Selfe v. Smith

Decision Date08 April 1981
Docket NumberNo. UU-238,UU-238
CourtFlorida District Court of Appeals
PartiesPhillip Guy SELFE and Brenda Selfe, Appellants, v. J. Orson SMITH, Jr., David Willis Smith and The Hartford Accident & Indemnity Co., Appellees.

L. Ralph Smith, Jr., of Peeples, Earl, Smith, Moore & Blank, P. A., Tallahassee, for appellants.

A. Russell Bobo, David W. Spicer and Douglas P. Jones, of McFarlain, Bobo, Sternstein, Wiley & Cassedy, P. A., Tallahassee, for appellees.

ROBERT P. SMITH, Jr., Judge.

The principal issue presented by the appeal is whether appellant Mrs. Selfe, who was injured simultaneously with her infant son in the impact of a motor vehicle collision, may recover for her mental distress over her child's permanent facial injury. We hold that she may not recover, and that the trial court correctly excluded proof of such damages. On defendants' cross-appeal the issue is whether the defendants, admittedly liable to the Selfe infant for the negligent operation of defendants' vehicle, were entitled to plead entitlement to contribution from the child's parents because they negligently failed "to secure, restrain or otherwise protect the infant" from the foreseeable risks of a traffic accident, by installing and strapping the child in a harness or other restraint device. Again we affirm the trial court, holding that the contribution claim so predicated was properly dismissed.

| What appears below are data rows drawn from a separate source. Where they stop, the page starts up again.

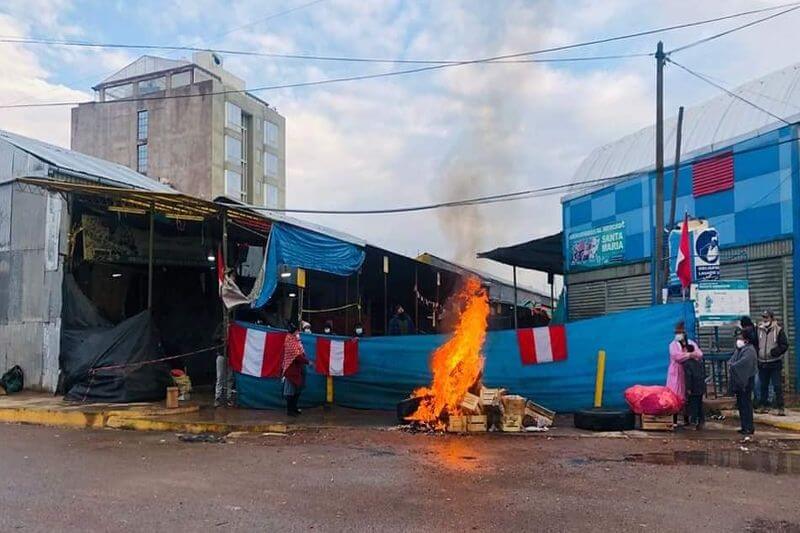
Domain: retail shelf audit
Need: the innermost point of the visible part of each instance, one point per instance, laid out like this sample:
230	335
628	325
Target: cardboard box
511	423
476	423
457	424
471	404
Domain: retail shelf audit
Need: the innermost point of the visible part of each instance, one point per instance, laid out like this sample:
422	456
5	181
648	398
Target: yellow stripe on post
598	384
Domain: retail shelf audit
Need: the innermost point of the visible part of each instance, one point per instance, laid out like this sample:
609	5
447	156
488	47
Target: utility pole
658	253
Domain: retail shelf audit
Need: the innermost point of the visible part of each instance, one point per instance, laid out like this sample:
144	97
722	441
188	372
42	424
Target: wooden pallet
656	423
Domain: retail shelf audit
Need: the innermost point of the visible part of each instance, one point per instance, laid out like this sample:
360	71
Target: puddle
768	462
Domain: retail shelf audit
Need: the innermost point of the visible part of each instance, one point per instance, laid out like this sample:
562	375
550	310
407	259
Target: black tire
604	420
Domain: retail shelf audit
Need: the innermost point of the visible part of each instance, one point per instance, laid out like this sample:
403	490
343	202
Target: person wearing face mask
772	345
681	349
742	370
293	369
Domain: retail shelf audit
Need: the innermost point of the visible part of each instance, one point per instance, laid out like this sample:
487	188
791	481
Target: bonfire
457	365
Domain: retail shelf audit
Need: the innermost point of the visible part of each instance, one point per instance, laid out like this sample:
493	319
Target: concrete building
739	173
173	120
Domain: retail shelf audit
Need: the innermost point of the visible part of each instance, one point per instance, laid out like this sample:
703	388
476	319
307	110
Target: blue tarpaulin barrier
391	367
301	248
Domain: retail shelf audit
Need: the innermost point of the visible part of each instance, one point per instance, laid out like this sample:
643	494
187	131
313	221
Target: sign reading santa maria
597	246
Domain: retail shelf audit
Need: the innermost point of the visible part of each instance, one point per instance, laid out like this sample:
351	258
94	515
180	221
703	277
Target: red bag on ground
653	400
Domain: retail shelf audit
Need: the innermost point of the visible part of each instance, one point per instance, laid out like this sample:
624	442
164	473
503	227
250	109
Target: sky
433	136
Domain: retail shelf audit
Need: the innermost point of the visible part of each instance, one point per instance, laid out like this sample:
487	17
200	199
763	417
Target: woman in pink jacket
680	349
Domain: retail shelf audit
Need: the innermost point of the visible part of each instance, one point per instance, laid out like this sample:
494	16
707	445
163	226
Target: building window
233	115
233	149
142	158
270	134
233	184
119	91
153	86
142	125
181	79
270	164
270	195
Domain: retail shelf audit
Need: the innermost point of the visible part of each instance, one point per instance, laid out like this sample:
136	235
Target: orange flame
456	365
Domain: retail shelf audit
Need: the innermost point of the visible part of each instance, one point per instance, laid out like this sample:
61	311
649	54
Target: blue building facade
757	217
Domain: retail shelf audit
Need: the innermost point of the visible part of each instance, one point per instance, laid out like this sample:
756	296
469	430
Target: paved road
367	480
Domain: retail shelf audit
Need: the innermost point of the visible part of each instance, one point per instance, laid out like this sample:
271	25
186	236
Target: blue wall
759	208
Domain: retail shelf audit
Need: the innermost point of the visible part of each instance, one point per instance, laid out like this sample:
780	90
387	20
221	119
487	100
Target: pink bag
653	400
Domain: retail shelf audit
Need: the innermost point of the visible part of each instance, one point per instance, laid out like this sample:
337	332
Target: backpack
13	380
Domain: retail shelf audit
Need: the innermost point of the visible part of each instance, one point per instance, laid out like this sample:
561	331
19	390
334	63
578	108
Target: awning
544	254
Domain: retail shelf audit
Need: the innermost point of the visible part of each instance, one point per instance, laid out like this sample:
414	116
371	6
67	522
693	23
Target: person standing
743	366
681	349
401	323
293	369
772	345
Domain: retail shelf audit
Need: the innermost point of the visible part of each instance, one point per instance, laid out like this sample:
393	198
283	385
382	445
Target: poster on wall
597	246
719	303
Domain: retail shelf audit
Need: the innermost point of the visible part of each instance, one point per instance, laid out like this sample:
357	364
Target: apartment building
190	124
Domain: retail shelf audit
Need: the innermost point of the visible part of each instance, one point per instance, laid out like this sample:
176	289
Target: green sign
596	247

Appellants and their 16-month old son Joshua were front-seat occupants of the family pickup truck, driven by appellant Phillip Selfe, when it was struck head-on by appellees' truck. The child, who was lying unrestrained on the seat between his parents, was thrown forward by the sudden braking or by the impact, and he sustained a "crushing, cutting type of injury" inflicted by glass. 1 Liability was admitted, and the jury returned verdicts for Phillip and Brenda Selfe in the amounts of $5,000 and $10,000 and for Joshua in the amount of $135,000. The trial court admitted evidence of Brenda's emotional trauma due to the collision and her own injury, but insofar as possible excluded narrative testimony describing her anguish in seeing Joshua cut and bloodied at the scene and her later suffering due to Joshua's scarring and emotional changes. 2 The trial court previously had dismissed defendants' counterclaim which, in respect to the child's claim, sought contribution from the appellant parents for their alleged negligence in attending the child.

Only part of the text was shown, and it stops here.